WebRTC Transmission Modes and Quality Analysis¶

Introduction¶

Your Surfmeter probes are currently deployed to measure Google Meet and Microsoft Teams in 1-to-1 call scenarios with two participants. They send one artificially generated audio and video stream in each direction, enabling detailed analysis of transmission modes and quality metrics both from the sender and recipient side.

The detailed KPIs available are shown in our docs. Please take a look there for a comprehensive list.

When analyzing your measurement data, the question may arise which side of the transmission is responsible for bad quality (as visible in low Mean Opinion Scores, packet loss, AV desync, etc.). The first indicator to examine is the candidateType field in the ICE candidate information from both probes. The second indicator is the congruency of quality metrics. You should expect codec consistency between sent and received streams in all 1-to-1 calls, as platforms typically do not transcode in our measurement scenario.

Current observations, based on measurements with Surfmeter probes, show the following consistent patterns:

Google Meet 1:1 calls: SFU architecture with remote candidates showing Google IP addresses and host candidate type
Microsoft Teams 1:1 calls: TURN relay architecture with remote candidates showing Microsoft relay server IPs and relay candidate type

This document explains how to interpret these fields in the context of different WebRTC architectures.

WebRTC Transmission Modes Overview¶

This section describes the main WebRTC transmission modes, their characteristics, and typical use cases.

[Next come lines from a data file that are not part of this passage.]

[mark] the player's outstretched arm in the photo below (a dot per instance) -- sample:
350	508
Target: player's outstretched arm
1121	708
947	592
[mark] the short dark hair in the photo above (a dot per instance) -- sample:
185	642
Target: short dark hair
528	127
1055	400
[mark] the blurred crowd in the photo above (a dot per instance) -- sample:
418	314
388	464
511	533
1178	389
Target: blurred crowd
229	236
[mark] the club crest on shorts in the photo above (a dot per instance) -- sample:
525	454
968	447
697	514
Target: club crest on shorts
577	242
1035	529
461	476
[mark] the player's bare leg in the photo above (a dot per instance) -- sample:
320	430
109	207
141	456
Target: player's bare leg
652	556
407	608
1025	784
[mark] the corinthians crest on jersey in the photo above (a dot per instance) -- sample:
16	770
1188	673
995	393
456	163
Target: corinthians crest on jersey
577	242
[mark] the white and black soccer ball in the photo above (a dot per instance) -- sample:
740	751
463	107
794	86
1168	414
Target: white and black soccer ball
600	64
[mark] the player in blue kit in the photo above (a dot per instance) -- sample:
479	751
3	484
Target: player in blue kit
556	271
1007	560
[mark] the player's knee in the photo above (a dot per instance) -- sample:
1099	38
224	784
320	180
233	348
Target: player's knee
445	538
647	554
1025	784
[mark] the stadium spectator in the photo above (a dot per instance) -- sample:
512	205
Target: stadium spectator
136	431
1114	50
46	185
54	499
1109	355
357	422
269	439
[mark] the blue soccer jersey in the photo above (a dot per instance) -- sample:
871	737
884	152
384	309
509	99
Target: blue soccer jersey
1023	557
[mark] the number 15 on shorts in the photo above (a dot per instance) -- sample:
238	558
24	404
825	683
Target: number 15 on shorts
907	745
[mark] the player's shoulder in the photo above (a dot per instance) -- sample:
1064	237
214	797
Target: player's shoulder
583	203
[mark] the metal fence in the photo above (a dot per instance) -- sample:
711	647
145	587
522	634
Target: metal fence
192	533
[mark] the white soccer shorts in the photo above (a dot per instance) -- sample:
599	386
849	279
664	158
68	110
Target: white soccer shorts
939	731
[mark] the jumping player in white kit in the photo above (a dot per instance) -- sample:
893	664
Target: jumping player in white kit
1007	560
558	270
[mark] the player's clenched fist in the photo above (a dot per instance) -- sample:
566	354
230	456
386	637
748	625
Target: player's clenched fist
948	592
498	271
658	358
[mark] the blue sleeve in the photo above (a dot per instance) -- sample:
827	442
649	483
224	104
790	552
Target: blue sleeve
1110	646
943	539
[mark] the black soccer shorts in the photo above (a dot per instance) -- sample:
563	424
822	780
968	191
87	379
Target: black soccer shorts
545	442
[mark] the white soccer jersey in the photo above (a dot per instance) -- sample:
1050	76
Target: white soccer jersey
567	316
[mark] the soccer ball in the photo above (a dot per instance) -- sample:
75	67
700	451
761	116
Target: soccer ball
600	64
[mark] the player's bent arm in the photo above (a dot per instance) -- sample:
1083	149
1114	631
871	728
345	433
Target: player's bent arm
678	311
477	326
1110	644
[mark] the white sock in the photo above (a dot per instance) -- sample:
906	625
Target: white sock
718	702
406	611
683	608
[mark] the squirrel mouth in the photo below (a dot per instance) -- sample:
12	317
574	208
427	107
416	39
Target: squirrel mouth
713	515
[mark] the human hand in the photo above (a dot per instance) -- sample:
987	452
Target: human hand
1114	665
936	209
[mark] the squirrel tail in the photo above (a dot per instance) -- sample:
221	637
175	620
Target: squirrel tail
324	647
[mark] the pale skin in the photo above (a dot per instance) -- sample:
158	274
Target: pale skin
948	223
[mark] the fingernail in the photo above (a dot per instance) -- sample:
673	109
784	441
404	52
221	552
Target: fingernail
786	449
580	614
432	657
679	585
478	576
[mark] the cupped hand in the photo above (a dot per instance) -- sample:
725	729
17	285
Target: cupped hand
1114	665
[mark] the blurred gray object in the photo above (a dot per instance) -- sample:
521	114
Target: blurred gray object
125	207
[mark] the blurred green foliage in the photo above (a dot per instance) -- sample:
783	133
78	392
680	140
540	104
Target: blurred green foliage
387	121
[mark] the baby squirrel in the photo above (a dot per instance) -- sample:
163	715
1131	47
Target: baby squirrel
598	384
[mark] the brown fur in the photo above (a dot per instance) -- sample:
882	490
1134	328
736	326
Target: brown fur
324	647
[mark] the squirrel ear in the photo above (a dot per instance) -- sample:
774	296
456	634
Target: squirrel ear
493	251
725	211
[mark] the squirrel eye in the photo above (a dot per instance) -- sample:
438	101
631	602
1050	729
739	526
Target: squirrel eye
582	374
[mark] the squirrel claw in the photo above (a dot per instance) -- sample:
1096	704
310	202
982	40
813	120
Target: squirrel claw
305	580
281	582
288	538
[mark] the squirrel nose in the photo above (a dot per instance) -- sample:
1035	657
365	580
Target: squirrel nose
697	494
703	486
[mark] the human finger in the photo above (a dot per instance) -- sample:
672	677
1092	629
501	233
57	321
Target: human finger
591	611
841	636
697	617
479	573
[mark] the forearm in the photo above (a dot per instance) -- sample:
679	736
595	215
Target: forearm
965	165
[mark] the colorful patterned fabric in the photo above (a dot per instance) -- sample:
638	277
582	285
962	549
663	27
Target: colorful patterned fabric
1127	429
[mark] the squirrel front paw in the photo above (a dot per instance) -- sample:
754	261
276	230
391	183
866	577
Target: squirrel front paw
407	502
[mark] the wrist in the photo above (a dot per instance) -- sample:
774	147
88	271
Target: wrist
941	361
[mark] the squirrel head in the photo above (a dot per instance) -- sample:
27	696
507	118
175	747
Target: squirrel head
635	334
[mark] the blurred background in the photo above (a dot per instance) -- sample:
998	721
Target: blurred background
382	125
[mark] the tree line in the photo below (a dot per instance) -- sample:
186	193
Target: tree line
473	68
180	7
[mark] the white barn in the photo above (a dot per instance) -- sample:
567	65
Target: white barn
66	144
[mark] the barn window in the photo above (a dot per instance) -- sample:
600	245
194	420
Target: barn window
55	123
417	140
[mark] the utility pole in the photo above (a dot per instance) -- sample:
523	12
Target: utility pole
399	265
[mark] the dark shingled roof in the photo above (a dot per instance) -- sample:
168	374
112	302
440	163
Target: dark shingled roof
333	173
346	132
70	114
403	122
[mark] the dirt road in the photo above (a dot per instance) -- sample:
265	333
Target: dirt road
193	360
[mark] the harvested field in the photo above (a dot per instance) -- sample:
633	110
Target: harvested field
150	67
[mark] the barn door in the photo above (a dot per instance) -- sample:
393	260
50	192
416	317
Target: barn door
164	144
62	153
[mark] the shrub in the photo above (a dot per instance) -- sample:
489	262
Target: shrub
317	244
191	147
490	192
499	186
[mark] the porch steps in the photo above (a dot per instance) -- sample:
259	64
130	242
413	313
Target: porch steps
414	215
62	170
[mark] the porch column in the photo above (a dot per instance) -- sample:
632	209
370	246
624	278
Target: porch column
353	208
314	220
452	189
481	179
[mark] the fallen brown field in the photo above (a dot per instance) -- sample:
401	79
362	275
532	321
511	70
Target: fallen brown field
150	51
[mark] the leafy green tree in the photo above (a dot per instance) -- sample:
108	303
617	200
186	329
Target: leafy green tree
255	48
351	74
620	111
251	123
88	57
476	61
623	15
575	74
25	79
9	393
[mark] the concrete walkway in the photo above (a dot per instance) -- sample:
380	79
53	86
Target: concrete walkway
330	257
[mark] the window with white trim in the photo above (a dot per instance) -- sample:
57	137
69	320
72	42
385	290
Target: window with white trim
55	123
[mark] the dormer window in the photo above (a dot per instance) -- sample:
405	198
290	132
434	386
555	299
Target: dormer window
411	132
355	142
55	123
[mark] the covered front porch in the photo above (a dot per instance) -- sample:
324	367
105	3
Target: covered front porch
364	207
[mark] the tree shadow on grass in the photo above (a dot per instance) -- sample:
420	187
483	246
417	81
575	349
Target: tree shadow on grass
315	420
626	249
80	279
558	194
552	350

Direct Peer-to-Peer (P2P)¶

Media flows directly between the two clients without any intermediate server processing.

graph LR
    A[Probe A] <-->|Direct RTP/RTCP<br/>Video/Audio Streams| B[Probe B]

    style A fill:#4CAF50,stroke:#2E7D32,color:#fff
    style B fill:#4CAF50,stroke:#2E7D32,color:#fff

Direct peer-to-peer connections offer the lowest achievable latency, typically ranging from 20 to 100 milliseconds, delivering the best possible quality since no transcoding occurs in the media path. The infrastructure cost remains minimal as no intermediate servers process the media streams. However, this approach is inherently limited by NAT and firewall traversal capabilities, which explains why it cannot be universally deployed.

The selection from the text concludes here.